Wang Gungwu, the scholar who helped the West understand China and the ‘New Asia’
My father had me registered for the university’s entrance examinations and wanted to make sure that I understood what was required. He knew that the examination was a challenge to me because I had gone to an English school. He knew I could not do well in the science paper because I had missed many years of formal schooling, and Anderson School had offered too little on science subjects. Furthermore, I was not confident with technical terms in Chinese, having studied the subjects in English. In any case, he had me apply for the Department of Foreign Languages, where the English language would be key. He thought that, if I did well in that, all I needed was to pass the other papers. His worry was the paper in Chinese. The National Central University was renowned for its emphasis on Classical Chinese and, given the high standards required in this subject, he was not sure that I would do well enough.
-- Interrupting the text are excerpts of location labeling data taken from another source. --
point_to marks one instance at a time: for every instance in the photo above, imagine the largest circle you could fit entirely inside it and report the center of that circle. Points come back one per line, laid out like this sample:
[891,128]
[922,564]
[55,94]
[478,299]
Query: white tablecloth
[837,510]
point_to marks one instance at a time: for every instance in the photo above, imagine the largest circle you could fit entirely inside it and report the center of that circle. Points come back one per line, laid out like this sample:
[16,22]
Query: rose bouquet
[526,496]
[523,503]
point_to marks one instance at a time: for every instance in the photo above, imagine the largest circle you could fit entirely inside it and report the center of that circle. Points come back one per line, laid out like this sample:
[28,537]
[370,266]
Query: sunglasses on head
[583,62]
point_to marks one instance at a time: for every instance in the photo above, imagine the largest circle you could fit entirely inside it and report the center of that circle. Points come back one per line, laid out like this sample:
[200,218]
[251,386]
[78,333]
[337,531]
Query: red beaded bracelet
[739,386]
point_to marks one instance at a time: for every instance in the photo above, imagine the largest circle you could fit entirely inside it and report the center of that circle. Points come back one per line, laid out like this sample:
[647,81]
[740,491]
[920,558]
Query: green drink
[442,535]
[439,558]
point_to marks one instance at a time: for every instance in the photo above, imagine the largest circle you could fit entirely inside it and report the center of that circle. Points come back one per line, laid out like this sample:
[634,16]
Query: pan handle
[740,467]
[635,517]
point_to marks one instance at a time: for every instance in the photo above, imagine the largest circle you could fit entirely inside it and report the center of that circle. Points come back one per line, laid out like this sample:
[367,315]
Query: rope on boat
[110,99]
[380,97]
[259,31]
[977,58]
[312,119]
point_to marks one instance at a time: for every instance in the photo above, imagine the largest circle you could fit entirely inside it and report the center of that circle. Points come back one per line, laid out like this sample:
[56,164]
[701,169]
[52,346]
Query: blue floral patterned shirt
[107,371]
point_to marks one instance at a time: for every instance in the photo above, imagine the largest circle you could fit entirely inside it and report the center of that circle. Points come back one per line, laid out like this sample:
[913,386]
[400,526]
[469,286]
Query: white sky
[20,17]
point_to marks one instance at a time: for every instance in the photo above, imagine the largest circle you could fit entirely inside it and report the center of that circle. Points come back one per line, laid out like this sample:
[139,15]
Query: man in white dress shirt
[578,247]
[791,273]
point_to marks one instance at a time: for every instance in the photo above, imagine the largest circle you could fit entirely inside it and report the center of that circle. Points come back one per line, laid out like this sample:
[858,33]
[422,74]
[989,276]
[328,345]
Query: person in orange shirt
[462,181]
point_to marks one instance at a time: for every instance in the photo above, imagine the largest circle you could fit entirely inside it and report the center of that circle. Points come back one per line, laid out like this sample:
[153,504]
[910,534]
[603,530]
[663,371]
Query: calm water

Nanjing was busy with people adjusting to the new conditions after nearly eight years of Japanese rule. The organs of central government had returned from Chongqing. The economy was suffering from severe inflation and everyone was desperate to find ways to secure their livelihood. My father talked to me about the widespread regret among the people that the two major political parties could not agree to a coalition government. Everyone had hoped for peace, but the People’s Liberation Army (PLA) had marched into Central Manchuria with the support of Soviet forces, and the national government was determined to eject them. My father explained why, in early 1946 and less than a year after the end of the war, this civil war was seen as unavoidable. Despite knowing that, he had been determined to come home because he was hopeful that the national government would win. Now the fighting in northern China was fierce. It was obvious that the PLA was popular in the rural countryside and much more formidable than expected.
My father had not been to Nanjing for over 20 years. The city had changed a great deal. He was tense about the mood people were in and seemed undecided what he should talk to me about the current state of the nationalist government. Nevertheless, he had broken his silence about the politics of China.